Biblioteca Nacional de Portugal icordeiro@bnportugal.pt

Resumo:São apresentados os fundamentos e objetivos da orientação atual para a disponibilização de dados abertos no contexto mais geral do acesso aberto à informação online. Abordam-se aspetos políticos, legais e técnicos do acesso a dados abertos, exemplificando com a prática atual com conjuntos de metadados produzidos por bibliotecas, sublinhando o seu valor em termos funcionais de integração, interoperabilidade e construção da web semântica, assim como o seu potencial para investigação, especialmente em áreas de ciências sociais e humanas. Apresenta-se o panorama dos dados abertos em Portugal e o caso dos serviços de acesso aberto aos dados da Biblioteca Nacional de Portugal.

Palavras-chave:Dados abertos. Diretiva PSI. Setor cultural.

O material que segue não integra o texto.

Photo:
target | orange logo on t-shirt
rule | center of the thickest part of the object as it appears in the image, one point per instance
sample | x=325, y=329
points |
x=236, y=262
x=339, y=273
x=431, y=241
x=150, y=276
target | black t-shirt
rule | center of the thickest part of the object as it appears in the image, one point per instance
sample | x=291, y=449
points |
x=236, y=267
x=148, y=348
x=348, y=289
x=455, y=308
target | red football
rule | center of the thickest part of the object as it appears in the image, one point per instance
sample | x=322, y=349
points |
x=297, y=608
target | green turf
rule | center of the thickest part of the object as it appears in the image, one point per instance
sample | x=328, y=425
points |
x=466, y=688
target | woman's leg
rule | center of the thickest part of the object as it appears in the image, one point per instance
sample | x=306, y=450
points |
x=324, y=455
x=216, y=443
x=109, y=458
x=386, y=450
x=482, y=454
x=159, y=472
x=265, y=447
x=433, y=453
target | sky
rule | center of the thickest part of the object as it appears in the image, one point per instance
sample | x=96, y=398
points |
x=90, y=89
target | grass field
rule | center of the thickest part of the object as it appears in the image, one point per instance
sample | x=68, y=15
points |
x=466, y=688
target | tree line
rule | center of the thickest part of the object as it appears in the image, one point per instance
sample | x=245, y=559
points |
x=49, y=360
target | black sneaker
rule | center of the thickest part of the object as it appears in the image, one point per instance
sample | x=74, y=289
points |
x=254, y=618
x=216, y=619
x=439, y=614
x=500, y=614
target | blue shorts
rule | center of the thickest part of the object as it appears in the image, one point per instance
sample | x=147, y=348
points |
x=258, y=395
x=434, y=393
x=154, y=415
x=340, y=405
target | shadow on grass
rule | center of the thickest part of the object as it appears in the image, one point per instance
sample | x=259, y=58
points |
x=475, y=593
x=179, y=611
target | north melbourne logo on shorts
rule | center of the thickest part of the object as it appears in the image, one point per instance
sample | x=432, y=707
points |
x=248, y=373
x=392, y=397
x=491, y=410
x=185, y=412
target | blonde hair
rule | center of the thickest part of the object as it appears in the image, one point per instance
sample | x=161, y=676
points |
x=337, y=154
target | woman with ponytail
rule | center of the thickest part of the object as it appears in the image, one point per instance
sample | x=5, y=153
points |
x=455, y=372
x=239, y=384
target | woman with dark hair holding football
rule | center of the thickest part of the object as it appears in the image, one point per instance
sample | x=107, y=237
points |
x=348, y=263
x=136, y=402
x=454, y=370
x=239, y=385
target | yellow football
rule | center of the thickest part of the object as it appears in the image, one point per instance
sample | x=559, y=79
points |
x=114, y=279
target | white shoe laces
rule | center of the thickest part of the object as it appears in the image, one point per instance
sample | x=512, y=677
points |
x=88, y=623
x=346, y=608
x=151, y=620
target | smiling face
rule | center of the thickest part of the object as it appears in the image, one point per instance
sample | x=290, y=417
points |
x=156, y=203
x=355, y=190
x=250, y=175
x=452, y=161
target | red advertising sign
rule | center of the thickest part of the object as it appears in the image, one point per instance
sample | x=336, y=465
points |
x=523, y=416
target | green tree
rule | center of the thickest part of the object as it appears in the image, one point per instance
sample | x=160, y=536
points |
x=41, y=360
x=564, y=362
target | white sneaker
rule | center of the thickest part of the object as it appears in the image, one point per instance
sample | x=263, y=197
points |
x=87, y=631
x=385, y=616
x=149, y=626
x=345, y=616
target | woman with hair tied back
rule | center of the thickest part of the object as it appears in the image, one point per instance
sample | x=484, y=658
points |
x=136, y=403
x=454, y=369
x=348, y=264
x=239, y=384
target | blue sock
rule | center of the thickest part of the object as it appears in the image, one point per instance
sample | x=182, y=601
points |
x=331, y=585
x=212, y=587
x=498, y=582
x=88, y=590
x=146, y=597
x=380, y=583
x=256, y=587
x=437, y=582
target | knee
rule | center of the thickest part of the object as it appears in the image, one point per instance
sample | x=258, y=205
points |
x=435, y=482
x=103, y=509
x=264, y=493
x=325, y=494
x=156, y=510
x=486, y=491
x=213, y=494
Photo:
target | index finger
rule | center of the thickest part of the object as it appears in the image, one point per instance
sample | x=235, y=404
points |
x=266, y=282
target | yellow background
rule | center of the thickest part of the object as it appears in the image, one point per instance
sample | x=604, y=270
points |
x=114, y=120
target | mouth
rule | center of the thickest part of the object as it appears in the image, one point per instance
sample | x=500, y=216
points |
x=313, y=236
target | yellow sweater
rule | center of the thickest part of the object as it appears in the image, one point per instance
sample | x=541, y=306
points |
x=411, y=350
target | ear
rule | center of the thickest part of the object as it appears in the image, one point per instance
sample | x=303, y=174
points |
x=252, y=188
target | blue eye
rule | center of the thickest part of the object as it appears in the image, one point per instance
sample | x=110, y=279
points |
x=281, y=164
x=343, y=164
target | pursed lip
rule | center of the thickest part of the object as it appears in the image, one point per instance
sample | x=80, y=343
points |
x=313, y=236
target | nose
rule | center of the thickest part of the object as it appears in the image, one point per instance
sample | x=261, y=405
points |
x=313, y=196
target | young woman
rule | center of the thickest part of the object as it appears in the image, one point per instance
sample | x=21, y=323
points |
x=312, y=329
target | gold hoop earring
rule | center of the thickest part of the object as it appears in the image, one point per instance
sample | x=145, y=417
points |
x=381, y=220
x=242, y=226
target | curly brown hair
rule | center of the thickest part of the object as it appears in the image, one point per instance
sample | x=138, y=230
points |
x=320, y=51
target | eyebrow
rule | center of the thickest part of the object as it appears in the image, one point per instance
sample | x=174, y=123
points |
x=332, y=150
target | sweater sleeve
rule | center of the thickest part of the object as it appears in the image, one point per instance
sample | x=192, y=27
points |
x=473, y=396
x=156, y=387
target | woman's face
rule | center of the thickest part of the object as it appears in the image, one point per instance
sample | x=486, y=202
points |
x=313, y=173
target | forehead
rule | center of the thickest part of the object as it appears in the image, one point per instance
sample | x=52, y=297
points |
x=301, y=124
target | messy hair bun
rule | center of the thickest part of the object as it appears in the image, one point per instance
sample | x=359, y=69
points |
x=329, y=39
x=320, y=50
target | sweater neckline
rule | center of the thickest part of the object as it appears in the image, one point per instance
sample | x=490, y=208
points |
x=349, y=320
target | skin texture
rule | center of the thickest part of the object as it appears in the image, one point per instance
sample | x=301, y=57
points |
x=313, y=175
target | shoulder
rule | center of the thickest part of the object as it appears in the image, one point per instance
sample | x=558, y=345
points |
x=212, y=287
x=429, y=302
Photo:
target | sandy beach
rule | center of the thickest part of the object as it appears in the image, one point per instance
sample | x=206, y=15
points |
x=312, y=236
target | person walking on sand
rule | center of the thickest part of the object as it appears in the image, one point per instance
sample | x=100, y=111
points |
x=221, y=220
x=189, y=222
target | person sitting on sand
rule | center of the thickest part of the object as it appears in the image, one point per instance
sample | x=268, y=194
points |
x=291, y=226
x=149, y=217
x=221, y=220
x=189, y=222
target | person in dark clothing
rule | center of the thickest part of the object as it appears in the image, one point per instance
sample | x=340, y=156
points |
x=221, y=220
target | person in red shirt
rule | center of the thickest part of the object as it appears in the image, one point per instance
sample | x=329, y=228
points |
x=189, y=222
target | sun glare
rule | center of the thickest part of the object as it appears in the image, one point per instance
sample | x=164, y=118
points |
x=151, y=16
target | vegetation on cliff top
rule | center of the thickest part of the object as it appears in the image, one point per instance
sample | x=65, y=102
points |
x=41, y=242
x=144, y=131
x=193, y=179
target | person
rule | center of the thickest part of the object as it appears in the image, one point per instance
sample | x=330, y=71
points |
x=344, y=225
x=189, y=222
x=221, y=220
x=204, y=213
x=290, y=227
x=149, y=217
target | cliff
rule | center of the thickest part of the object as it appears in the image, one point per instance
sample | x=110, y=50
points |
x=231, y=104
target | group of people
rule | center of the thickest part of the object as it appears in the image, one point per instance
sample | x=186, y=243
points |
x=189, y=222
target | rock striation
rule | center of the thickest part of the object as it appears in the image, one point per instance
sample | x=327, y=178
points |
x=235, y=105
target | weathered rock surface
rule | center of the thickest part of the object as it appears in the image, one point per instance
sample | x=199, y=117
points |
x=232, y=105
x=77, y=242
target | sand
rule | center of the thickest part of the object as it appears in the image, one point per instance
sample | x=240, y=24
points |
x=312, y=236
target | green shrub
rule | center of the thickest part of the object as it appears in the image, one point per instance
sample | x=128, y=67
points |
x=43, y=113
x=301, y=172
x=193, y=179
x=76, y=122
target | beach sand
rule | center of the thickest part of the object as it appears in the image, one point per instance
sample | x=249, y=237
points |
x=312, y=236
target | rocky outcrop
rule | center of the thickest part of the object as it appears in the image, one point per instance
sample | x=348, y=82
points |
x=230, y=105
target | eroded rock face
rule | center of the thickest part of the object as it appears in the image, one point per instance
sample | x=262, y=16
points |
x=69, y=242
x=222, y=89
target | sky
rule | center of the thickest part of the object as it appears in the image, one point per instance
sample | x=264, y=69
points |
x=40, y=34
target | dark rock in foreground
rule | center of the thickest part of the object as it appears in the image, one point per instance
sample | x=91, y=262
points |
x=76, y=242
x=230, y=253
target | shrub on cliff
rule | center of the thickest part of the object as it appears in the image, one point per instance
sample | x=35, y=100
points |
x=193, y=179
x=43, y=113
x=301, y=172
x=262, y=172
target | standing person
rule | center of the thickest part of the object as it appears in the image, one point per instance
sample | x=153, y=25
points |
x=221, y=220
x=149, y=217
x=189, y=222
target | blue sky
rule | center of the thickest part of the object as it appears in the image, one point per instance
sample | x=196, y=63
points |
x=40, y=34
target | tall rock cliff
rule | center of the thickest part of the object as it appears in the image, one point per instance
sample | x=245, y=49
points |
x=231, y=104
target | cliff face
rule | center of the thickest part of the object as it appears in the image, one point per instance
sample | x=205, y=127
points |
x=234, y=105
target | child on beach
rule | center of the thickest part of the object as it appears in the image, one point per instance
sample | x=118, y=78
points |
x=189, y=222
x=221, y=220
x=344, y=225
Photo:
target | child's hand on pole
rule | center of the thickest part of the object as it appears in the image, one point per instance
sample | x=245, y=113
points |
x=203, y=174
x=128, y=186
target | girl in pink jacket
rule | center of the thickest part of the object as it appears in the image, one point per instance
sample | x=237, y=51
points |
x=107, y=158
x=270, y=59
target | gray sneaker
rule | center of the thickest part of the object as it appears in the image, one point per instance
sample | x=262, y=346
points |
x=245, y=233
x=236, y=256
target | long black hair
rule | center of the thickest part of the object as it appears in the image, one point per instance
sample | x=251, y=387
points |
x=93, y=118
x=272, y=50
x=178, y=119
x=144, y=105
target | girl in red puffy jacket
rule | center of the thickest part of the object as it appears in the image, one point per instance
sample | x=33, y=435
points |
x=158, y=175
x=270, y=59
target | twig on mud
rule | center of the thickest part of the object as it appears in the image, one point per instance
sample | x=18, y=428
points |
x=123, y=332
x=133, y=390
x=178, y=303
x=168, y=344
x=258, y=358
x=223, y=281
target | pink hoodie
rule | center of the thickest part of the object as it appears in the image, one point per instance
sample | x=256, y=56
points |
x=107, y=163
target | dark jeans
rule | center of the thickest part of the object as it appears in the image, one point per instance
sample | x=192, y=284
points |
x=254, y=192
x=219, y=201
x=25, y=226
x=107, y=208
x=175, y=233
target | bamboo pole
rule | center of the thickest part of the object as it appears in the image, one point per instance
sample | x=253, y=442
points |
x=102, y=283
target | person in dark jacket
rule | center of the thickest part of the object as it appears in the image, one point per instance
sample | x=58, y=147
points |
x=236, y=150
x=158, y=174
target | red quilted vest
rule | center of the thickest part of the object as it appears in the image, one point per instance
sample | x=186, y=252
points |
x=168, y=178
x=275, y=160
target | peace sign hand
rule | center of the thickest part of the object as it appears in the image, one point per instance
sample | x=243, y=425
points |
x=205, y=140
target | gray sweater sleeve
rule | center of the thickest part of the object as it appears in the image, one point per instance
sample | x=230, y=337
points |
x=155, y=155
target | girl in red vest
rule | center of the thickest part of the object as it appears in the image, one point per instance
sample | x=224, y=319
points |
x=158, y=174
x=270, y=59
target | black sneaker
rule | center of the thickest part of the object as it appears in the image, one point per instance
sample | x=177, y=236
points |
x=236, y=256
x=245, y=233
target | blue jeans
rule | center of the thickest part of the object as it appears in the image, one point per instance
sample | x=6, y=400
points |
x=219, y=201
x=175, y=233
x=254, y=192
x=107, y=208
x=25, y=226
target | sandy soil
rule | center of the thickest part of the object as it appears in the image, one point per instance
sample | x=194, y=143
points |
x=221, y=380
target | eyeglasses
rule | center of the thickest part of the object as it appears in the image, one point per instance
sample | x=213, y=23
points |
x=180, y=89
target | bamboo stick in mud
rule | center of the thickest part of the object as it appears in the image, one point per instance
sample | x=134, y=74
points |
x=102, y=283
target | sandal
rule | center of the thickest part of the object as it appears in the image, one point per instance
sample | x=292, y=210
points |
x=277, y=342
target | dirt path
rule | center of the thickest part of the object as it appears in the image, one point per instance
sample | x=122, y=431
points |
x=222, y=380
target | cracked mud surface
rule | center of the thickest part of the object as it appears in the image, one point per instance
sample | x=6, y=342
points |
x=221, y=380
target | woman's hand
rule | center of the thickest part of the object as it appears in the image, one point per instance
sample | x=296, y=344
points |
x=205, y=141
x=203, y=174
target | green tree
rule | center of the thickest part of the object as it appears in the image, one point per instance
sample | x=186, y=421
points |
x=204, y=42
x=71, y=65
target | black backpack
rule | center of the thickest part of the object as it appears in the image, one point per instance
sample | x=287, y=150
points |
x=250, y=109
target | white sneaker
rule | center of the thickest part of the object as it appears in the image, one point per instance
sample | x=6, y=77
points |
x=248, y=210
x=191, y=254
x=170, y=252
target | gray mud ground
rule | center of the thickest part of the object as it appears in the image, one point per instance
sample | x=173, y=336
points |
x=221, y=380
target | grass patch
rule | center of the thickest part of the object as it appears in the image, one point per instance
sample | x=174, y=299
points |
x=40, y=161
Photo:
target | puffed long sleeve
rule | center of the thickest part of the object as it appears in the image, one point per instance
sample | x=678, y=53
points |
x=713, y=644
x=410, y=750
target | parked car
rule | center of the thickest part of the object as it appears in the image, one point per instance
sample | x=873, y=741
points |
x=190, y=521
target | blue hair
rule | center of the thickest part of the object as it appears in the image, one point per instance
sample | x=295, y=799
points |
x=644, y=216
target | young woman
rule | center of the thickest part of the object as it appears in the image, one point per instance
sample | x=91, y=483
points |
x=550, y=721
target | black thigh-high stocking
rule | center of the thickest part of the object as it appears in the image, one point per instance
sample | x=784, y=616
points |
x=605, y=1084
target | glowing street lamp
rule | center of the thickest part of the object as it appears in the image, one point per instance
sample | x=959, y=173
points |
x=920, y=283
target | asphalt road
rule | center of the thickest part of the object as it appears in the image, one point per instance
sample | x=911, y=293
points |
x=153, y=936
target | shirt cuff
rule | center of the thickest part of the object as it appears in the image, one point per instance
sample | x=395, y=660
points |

Abstract: The paper presents the framework and objectives of the current trend in making data openly available online, within the more general context of open access to information. Policy, legal and technical aspects of open data are approached exemplifying with the current practice with metadata sets produced by libraries, stressing its value in functional integration terms, interoperability and semantic web construction as well as their potential for research, especially in areas of social and human sciences. It presents the panorama of open data in Portugal and the case of open data services provided by the National Library of Portugal.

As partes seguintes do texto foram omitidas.